Un’opera estremamente interessante è stato il recupero di una vecchia ferrovia sopraelevata trasformata in un lungo e stretto giardino paesaggistico curato e di sicura bellezza denominato High Line nella zona di Chelsea, da cui si guarda sulla città con occhi nuovi e da un appassionante punto di vista. Ma il polmone verde di Manhattan rimane Central Park, un microcosmo di flora e fauna in simbiosi con grattacieli e traffico, inquinamento e turisti. Realizzato nella metà dell’800 offre 340 ettari di alberi, rocce, laghetti, stagni, percorsi pedonali, dove è piacevolissimo rilassarsi dopo le impegnative visite agli straordinari musei che si affacciano sul parco. Nel giro di poche centinaia di metri si trovano quattro musei che offrono una panoramica straordinaria e unica sulla storia dell’arte universale. Consiglio di visitarne uno al giorno il mattino, quando si è freschi, e di dedicare il pomeriggio alla visita dei vari quartieri della città.

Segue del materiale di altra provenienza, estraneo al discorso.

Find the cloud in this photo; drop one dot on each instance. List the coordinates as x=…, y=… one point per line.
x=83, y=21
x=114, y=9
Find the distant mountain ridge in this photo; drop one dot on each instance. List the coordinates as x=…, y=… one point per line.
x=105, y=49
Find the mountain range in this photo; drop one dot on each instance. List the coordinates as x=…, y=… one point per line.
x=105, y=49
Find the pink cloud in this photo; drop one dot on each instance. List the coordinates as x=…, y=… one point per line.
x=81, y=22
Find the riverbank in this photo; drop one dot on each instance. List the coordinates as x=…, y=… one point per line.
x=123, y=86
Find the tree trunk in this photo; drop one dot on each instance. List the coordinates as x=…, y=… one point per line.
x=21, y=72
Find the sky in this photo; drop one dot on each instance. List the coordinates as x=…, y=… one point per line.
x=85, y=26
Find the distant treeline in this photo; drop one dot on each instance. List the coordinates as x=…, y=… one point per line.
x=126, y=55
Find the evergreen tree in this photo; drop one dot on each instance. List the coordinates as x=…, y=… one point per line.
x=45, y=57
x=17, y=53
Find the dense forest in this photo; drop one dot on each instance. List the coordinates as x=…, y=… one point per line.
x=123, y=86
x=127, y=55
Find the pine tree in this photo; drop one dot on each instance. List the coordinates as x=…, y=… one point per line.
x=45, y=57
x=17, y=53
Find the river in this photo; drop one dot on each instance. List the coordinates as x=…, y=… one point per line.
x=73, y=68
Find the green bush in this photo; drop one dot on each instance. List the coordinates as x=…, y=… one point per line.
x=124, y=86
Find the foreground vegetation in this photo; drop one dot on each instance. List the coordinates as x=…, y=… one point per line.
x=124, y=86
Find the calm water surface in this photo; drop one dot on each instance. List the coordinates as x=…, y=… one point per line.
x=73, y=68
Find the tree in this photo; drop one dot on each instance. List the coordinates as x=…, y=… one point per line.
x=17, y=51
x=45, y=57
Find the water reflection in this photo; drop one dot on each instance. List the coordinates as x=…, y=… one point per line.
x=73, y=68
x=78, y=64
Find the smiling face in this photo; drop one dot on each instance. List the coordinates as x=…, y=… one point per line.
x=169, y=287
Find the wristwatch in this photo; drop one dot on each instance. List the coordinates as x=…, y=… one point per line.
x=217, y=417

Lezione eccezionale di storia dell’arte
Definirei addirittura scoraggiante il Metropolitan Museum, dove potreste trascorrere settimane, perché espone opere eccezionali a partire dall’arte egizia ai nostri giorni. Le audio guide sono mal fatte e trovare un percorso relativamente veloce per apprezzare le opere più straordinarie è difficile. Vale la pena di preparare la visita da casa.
Invece, il museo Frick propone un’incredibile collezione privata esposta in una splendida villa di inizio Novecento. Quasi ogni opera è un capolavoro ed il percorso (circa 3 ore) è agevolato da un’ottima audio guida. Così come al Guggenheim Museum (circa 2 ore) dove la visita consiste in una straordinaria lezione di storia dell’arte sul periodo che va dalla fine dell’800 fino alla Prima Guerra Mondiale (gli allestimenti cambiano periodicamente). Non solo i contenuti, ma anche il contenitore è un’opera artistica di grande valore del famoso architetto Frank Lloyd Wright (1867-1959), padre della moderna architettura americana. Il Museum of Modern Art (MOMA) propone, invece, una panoramica della scultura e della pittura dal 1880 ad oggi con interessanti sezioni dedicate anche al design e alla fotografia (calcolare 3 ore, con una buona audio guida).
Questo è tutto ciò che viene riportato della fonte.